Mas podemos saber isto: a personagem interpretada por Hilary Swank é candidata a boxeur e procura a personagem de Eastwood (um velho treinador que acabou de ficar sem o seu pupilo) para a ajudar. Ele está resiste em aceitá-la, mas a persistência dela convence-o. Ela tem uma carreira em ascensão rapidíssima, chega à beira de ser campeã do mundo, mas acontece um acidente que a atira para um hospital...

Já se explicou alguma coisa, é inevitável que se toque em mais qualquer coisa do desfecho (o filme vive da preservação em segredo do seu desenlace, portanto cautela, mais vale ler depois). "Million Dollar Baby" é, pela inquietação e pelo desconforto permanente da personagem de Eastwood (esse treinador de boxe que acaba de ficar sem o seu protegido, que o trocou por um manager mais ambicioso), um filme próximo de "Um Crime Real" - que, lembremos, mostrava Eastwood na pele de um jornalista para quem salvar um inocente da pena de morte se confundia com a sua própria salvação. A energia "escura" de "Million Dollar Baby" é da mesma ordem: pressente-se sempre que em causa estão coisas de extraordinária importância como são as coisas de matriz religiosa (e nesse sentido o muito curioso o "despique" de Eastwood com o padre e com a Igreja). Ainda mais curiosamente (mas o republicano Eastwood não cessa de nos surpreender), essa relação articula-se numa área especialmente sensível, em termos religiosos e políticos, como é a eutanásia. E nesse sentido (citar Robert Bresson é um disparate a propósito de um filme de Eastwood mas aqui é irresistível...) "Million Dollar Baby" é um filme sobre um "drôle de chemin", e o que comove, no fim, é tanto a perspectiva do "chemin" como a sua bizarria.

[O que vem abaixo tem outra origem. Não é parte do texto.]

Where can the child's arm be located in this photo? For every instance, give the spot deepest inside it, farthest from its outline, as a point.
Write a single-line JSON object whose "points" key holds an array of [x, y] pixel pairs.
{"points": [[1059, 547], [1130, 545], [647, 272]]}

Adiante, rumo a matérias mais palpáveis. Reparar, por exemplo, como Clint filma a segunda parte do filme (depois do acidente de Swank) de modo não muito diferente do que filmara a primeira parte (com os treinos e os combates de boxe): cada cena, cuidadosamente delimitada por "fondus" a negro, tem a energia de um "round" de um combate - e é, toda esta segunda parte, com Swank confinada a uma cama de hospital, um longo combate, agora entre o treinador e a sua pupila. Reparar no modo como Clint se filma a si próprio, na suprema discrição com que obscurece o seu rosto nalguns momentos (quando chora, por exemplo): há o Clint "impúdico" (o de "Space Cowboys", por exemplo) que gosta de se filmar de tronco nu, "Million Dollar Baby" é um filme do Clint "pudico", que esconde o corpo. Reparar no ginásio, filmado em magníficos movimentos de câmara e planos gerais, e perceber que ele tem a mesma função de porto de abrigo para deserdados que um "saloon" de "western", por exemplo, espaço quente e integrador, "familiar". E reparar, finalmente, nesse extraordinário par formado por Clint Eastwood e Hillary Swank, protagonistas da mais bela história de amor não-declarado dos últimos anos. Não declarado? Enfim, tanto quanto: os velhos clássicos também não declaravam coisa alguma.